Monday 20 October 2014

What happened to vocation?

One meaning of vocation is an urge to a particular calling or career.

Another meaning of vocation is a specified profession or trade.

It’s rather unscientific, but lately I have been keeping a rough count some days of how many times tweets and blogs cover issues, terms and concepts such as employee engagement, talent, succession, potential, wellbeing, motivation, morale etc. oh and err, vocation.

They have appeared on my Twitter feed in something like the order presented above, with the tally for employee engagement towering above them all. This is despite following a lot of public service professionals and organisations in addition to the HR, OD and L&D community and media.

I have worked with public service professionals for my whole career. I have lost count of how many times I have been blown away by their dedication – a direct product of their strong sense of vocation. So often this has sustained them through very challenging times and major change. After all they, no we (as I count myself in here) are there to provide the services their professional training has equipped and prepared them for. And the sense of professional and job satisfaction gained is incalculable.

Remember books like this? 





Remember ‘careers’ at school, at college? Remember feeling passionate about your chosen career? Remember standard questions from aunts or uncles or other infrequently seen family grown up friends such as ‘What subjects do you like school’? Or ‘What do you want to be when you grow up?’

Did any of us say:
I want to be responsible for a highly specified component part of the process involved in educating young people?’
Or:
 ‘I want to write reports recommending specified interventions and courses of action but I have no interest in carrying them out or seeing if they work?’
‘Oh and by the way, I want to do this for a generic employer who currently has the contract for that service and is using a sophisticated employee engagement strategy to motivate its staff.’
(Just thinking about and writing the paragraph above demoralises me and I can’t imagine any of these being related to the word ‘urge’.)

When did things start to get more generic? How much has standardisation and extreme process mapping reduced vocational roles down into components?

At the same time, there is a massive support for the benefits of employee engagement and the impact on the bottom line is increasingly evidenced. I have found it interesting and useful to read about and ponder on the locus of engagement. For example, is the sense of engagement felt about the company, the team, the job content, the role or the profession? I think that for the last two (and in Utopia all of these) having a vocation in line with an urge to a calling or career is essential. Yet I fear that the meaning usually attached to vocation these days is simply a specified profession or trade. We still at least routinely use the term to describe national work based qualifications (NVQs or VQs) yet I think this is based on the second meaning.

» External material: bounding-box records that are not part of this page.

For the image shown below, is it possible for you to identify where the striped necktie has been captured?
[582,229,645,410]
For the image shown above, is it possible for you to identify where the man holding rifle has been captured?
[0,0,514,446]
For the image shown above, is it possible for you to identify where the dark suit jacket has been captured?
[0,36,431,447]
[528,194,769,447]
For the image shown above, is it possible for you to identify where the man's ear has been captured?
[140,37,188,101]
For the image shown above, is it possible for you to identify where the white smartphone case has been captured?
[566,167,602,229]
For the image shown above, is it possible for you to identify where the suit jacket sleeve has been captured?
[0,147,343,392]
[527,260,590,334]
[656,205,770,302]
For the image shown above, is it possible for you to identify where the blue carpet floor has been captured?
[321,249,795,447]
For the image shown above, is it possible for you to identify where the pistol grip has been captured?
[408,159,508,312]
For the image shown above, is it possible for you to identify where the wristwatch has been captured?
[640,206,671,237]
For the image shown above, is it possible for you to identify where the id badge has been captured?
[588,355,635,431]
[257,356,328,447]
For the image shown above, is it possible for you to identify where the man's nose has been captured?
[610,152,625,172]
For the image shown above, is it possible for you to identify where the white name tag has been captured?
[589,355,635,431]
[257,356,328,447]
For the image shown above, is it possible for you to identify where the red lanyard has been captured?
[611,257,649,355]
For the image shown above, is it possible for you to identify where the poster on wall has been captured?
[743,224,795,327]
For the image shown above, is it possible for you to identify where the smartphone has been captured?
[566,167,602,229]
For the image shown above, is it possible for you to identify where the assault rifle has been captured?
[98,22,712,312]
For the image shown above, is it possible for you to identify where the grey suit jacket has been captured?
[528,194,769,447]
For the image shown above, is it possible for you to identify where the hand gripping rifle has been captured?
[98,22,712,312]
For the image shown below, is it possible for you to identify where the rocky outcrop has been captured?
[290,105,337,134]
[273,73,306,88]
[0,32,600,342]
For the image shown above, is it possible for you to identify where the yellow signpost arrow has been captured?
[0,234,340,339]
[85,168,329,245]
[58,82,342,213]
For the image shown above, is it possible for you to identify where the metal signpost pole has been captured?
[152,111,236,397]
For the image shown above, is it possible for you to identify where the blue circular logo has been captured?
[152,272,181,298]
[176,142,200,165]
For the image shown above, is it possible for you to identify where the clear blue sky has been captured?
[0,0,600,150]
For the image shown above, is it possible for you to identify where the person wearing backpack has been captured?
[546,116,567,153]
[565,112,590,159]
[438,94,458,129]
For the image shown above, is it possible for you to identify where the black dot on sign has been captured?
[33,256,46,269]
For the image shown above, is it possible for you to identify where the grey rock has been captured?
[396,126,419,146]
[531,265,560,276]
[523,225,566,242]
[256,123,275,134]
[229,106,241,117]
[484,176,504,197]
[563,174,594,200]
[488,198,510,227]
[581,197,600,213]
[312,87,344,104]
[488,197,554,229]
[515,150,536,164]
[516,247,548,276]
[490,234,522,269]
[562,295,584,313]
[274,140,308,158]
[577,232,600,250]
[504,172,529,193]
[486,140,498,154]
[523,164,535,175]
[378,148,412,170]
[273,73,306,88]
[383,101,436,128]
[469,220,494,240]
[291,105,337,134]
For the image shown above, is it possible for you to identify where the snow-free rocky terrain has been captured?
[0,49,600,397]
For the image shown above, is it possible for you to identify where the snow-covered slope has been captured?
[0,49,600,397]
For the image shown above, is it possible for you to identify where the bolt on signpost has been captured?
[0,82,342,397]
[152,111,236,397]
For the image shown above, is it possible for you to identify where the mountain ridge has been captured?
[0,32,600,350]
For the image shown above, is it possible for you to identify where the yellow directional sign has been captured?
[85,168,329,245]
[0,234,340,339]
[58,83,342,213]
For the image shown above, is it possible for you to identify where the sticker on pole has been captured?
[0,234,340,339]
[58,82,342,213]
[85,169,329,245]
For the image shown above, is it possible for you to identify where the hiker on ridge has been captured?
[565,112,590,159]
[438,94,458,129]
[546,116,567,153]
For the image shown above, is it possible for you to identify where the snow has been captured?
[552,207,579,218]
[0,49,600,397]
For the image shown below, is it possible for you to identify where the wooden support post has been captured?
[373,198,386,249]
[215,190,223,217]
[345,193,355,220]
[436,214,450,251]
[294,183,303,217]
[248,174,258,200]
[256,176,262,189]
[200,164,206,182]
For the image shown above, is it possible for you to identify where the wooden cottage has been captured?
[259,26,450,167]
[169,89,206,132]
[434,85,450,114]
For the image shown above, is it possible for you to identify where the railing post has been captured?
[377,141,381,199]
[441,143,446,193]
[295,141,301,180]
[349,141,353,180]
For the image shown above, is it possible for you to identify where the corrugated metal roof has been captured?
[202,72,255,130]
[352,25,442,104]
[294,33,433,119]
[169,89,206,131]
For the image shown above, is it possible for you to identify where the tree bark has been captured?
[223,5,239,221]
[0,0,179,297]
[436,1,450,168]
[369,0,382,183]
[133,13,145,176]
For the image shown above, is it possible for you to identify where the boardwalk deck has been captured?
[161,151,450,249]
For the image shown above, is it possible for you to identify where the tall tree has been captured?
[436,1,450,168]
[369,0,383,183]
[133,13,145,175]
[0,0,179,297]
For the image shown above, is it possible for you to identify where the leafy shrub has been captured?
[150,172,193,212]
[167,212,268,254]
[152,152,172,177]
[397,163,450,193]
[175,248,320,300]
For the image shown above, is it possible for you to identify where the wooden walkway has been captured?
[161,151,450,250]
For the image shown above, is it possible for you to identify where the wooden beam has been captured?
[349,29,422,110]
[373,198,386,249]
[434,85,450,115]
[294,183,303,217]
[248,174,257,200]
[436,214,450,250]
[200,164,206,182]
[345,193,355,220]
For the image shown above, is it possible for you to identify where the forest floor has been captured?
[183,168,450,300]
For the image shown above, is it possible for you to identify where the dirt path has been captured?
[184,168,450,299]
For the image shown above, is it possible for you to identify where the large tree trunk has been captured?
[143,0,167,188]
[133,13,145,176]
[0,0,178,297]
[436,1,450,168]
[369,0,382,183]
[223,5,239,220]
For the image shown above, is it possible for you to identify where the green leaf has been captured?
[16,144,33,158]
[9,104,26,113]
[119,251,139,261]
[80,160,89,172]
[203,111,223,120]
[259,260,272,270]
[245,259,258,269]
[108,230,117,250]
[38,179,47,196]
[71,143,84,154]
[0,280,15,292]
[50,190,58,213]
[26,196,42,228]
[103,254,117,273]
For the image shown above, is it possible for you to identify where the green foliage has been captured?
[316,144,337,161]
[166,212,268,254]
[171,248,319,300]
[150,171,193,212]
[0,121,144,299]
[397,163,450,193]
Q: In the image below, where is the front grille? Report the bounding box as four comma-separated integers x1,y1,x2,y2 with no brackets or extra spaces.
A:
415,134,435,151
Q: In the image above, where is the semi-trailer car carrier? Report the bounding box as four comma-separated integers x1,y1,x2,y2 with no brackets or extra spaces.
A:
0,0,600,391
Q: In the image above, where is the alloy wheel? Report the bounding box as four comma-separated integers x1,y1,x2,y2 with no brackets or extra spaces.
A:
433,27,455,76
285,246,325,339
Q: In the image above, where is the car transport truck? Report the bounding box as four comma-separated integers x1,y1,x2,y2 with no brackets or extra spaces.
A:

I would like to see more debate and discussion on vocation as an urge to a calling or a career. Also a renewal of the appreciation and benefits of the relationship between having a strong vocation and feeling engaged with your profession and your role. Ideally these in combination with your job content, your team, and your company. If that does not achieve most of what most employee engagement strategies set out to do, then it is hard to imagine what will.